I tend to eat too much bread and I have to blame the Italians for their wonderful ciabatta. Don’t be put off by making bread, this recipe is easy peasy:
1 tsp easy blend yeast
150g/5oz unbleached strong white flour
pinch of salt
4 tblsp olive oil
6 fl oz warm water
Put all ingredients in a food processor, mix until formed into a smooth, thick batter. Cover and leave in a warm place for about two hours until the dough is well risen. Tip dough into greased, loaf tin and leave to rise for another 30 minutes. Do not knock back.
Heat oven to 475F. Sprinkle the dough with flour and cook for about 30 minutes or until lightly browned. The loaf should be about 1 inch high.
There are so many mouthwatering Italian desserts it’s difficult to choose from: cannolis, tiramisu, meringues, millefoglie , montebianchi, torte, crostate, tartufi, panne cotta, and so many others…and countless gelatos and sorbettos, it’s making me dizzy! So here’s a recipe for what people think is the king of desserts: tiramisu, a lovely concoction laced with a strong espresso and coffee liqueur. For six people you’ll need:
250g mascarpone cheese, 3 free-range eggs, 2 tablespoons of sugar,
1 packet Boudoir biscuits (ladyfingers) 1 cup of strong espresso (2 if you want to really feel it) 3 tablespoons of Amaretto, 25g good cocoa powder.
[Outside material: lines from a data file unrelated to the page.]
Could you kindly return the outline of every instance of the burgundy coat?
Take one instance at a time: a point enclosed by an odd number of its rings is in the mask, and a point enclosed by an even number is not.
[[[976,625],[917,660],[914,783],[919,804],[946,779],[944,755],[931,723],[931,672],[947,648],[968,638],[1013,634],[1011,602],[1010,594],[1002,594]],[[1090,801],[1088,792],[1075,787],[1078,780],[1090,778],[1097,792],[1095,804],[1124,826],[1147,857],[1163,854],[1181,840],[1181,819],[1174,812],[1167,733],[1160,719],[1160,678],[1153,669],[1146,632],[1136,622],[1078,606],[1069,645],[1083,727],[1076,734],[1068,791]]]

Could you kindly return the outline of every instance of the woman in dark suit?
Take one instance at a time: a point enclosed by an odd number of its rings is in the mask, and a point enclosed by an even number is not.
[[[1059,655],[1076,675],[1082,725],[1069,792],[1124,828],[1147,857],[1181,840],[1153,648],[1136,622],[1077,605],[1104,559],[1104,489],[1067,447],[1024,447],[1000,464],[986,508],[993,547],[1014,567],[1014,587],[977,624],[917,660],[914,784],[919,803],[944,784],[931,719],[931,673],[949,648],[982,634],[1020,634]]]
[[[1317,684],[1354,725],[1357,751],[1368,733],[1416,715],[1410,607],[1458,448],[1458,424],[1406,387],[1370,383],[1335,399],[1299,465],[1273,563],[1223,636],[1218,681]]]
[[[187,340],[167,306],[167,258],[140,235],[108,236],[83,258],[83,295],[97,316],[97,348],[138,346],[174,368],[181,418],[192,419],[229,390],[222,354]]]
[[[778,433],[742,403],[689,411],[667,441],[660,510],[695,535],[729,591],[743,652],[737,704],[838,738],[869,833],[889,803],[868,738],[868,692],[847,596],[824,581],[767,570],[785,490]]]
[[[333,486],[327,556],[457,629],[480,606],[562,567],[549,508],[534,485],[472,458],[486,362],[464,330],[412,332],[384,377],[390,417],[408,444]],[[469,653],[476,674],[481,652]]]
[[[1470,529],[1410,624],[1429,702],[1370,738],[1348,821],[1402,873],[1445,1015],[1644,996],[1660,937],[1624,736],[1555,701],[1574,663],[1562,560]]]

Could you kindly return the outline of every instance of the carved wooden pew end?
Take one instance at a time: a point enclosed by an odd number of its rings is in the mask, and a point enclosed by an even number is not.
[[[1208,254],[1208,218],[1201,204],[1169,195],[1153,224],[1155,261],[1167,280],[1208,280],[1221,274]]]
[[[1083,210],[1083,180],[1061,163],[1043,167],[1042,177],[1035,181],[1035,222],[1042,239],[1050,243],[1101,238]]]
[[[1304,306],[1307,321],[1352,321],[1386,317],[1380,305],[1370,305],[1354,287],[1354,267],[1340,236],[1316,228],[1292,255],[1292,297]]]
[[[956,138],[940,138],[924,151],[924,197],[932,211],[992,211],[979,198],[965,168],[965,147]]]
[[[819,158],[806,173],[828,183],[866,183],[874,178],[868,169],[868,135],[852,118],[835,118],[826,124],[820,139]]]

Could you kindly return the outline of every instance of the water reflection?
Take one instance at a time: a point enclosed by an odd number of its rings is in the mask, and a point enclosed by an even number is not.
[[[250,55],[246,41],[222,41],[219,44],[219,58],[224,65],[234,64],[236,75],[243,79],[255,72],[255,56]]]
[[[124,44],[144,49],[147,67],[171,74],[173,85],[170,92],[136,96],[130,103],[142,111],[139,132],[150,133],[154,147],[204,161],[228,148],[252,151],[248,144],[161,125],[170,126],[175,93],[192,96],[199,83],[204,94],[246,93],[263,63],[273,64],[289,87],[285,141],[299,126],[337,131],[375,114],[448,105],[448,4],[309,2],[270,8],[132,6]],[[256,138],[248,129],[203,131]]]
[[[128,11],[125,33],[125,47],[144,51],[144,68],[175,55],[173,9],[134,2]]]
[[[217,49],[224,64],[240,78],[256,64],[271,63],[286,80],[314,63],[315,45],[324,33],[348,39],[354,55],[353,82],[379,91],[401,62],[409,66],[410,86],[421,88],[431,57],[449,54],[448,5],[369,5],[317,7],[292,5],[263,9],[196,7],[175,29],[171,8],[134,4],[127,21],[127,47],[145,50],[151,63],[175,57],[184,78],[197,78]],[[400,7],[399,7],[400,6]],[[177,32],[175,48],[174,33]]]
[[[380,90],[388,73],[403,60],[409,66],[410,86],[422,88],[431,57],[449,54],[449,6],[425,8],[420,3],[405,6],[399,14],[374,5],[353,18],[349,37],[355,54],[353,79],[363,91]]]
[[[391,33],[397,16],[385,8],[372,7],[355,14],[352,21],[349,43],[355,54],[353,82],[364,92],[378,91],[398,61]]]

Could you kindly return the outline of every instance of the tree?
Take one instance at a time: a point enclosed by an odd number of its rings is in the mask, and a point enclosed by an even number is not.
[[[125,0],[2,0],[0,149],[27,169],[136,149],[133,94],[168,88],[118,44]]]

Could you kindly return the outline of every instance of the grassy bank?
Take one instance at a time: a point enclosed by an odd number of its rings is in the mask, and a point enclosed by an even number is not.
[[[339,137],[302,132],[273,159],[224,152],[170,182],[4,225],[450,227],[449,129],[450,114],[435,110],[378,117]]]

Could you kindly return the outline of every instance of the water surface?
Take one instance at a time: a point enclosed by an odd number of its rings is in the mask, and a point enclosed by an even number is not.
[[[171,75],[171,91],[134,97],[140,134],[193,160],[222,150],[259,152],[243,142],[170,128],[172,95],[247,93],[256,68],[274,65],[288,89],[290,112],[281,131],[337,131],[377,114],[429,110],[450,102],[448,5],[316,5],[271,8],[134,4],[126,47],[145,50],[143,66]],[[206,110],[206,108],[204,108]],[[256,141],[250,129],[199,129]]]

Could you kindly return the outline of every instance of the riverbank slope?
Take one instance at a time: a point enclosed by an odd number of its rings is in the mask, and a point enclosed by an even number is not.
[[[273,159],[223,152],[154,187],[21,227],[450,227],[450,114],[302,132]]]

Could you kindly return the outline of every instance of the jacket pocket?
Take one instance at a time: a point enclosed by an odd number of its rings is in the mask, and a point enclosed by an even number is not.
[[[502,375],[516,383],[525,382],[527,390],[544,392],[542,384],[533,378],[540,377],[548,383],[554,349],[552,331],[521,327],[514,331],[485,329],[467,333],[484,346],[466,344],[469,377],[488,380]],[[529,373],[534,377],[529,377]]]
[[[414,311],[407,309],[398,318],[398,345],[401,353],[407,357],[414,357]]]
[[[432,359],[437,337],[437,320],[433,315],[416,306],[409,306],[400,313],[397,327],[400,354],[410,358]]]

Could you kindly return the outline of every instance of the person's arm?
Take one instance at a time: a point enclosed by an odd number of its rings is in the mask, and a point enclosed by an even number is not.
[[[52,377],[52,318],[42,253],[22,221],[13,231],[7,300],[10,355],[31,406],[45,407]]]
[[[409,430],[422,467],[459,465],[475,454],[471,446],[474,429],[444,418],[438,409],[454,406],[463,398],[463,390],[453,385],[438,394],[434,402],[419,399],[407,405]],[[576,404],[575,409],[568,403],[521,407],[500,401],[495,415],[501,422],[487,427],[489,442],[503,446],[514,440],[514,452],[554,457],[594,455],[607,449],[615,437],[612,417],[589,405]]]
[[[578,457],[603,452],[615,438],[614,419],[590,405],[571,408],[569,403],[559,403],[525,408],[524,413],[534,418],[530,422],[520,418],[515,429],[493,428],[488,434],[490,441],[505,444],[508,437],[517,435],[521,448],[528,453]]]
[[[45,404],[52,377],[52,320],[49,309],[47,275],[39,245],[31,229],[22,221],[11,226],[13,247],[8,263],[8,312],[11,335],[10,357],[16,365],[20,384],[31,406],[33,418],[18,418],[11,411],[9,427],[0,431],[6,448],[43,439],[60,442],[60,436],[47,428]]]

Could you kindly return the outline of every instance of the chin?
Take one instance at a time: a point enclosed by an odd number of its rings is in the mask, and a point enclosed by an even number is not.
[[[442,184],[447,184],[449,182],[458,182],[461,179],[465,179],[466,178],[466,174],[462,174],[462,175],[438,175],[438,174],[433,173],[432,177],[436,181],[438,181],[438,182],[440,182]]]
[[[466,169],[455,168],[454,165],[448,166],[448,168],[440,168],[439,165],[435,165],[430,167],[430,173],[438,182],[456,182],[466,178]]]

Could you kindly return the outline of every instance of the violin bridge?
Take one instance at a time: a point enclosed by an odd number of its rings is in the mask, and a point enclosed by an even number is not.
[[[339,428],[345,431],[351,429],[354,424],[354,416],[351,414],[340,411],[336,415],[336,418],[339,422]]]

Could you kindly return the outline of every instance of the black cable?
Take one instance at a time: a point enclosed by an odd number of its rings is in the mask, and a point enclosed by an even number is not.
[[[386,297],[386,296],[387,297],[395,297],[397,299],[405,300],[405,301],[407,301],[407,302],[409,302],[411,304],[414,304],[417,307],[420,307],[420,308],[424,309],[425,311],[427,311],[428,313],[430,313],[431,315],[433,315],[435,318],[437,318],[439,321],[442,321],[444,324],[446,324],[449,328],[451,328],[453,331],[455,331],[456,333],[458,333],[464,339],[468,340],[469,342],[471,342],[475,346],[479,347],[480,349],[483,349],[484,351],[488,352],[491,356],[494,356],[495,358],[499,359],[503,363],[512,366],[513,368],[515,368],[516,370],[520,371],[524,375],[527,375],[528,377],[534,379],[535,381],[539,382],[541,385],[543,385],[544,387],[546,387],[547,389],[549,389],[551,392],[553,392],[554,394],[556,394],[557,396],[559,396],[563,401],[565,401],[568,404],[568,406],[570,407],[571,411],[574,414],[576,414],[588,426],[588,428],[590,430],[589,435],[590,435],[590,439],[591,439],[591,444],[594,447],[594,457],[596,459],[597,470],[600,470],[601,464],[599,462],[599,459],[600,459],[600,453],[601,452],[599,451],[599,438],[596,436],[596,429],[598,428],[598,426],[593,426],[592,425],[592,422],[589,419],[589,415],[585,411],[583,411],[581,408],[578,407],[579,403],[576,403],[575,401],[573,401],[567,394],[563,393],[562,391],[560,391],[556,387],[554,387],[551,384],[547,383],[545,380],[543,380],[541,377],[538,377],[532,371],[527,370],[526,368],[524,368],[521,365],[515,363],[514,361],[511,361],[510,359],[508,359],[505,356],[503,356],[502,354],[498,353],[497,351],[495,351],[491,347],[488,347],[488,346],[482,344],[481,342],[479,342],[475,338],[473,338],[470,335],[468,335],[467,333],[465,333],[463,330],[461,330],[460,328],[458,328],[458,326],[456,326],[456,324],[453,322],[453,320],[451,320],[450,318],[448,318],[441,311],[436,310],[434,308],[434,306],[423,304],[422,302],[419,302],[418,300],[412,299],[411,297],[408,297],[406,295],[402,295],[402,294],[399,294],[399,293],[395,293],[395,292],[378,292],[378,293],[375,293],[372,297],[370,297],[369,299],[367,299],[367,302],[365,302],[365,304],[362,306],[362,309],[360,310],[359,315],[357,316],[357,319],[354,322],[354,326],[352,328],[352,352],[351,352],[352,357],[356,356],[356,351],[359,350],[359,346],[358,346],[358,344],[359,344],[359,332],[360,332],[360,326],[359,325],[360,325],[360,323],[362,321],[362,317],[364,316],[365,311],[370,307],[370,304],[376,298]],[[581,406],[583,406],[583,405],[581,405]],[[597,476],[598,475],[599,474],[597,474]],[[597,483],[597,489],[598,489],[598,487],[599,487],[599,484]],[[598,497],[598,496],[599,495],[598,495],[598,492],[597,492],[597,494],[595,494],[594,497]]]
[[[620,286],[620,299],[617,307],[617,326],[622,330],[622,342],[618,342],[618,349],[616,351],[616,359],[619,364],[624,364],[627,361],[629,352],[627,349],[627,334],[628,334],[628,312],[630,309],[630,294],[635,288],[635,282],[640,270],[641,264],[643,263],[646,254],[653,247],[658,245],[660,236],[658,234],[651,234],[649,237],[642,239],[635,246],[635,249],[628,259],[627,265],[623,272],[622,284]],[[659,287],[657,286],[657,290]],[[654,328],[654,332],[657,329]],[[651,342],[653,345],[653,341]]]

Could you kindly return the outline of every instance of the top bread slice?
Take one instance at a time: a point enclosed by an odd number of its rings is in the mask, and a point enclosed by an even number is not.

Separate the eggs, keeping two of the egg whites together and the third separately, then mix the 3 egg yolks with the sugar to form a cream, use your hand and a whisk, mix in the mascarpone cheese. Then beat two of the egg whites until stiff. Gently mix in the mascarpone/egg mixture with the egg whites; add the Amaretto and mix well. Dip the ladyfingers biscuits into the coffee and cover the bottom of your serving dish with them.
Add a layer of the cheese/egg cream then a second layer of biscuits (again dipping in coffee), and top with a layer of the cream mix.
Refrigerate for at least 6 hours (overnight is fine) and just before serving, cover with a layer of sieved cocoa.
Too difficult? Watch the YouTube video.
I could have written about my favorite, gnocchi, but I’ll leave that one for another post.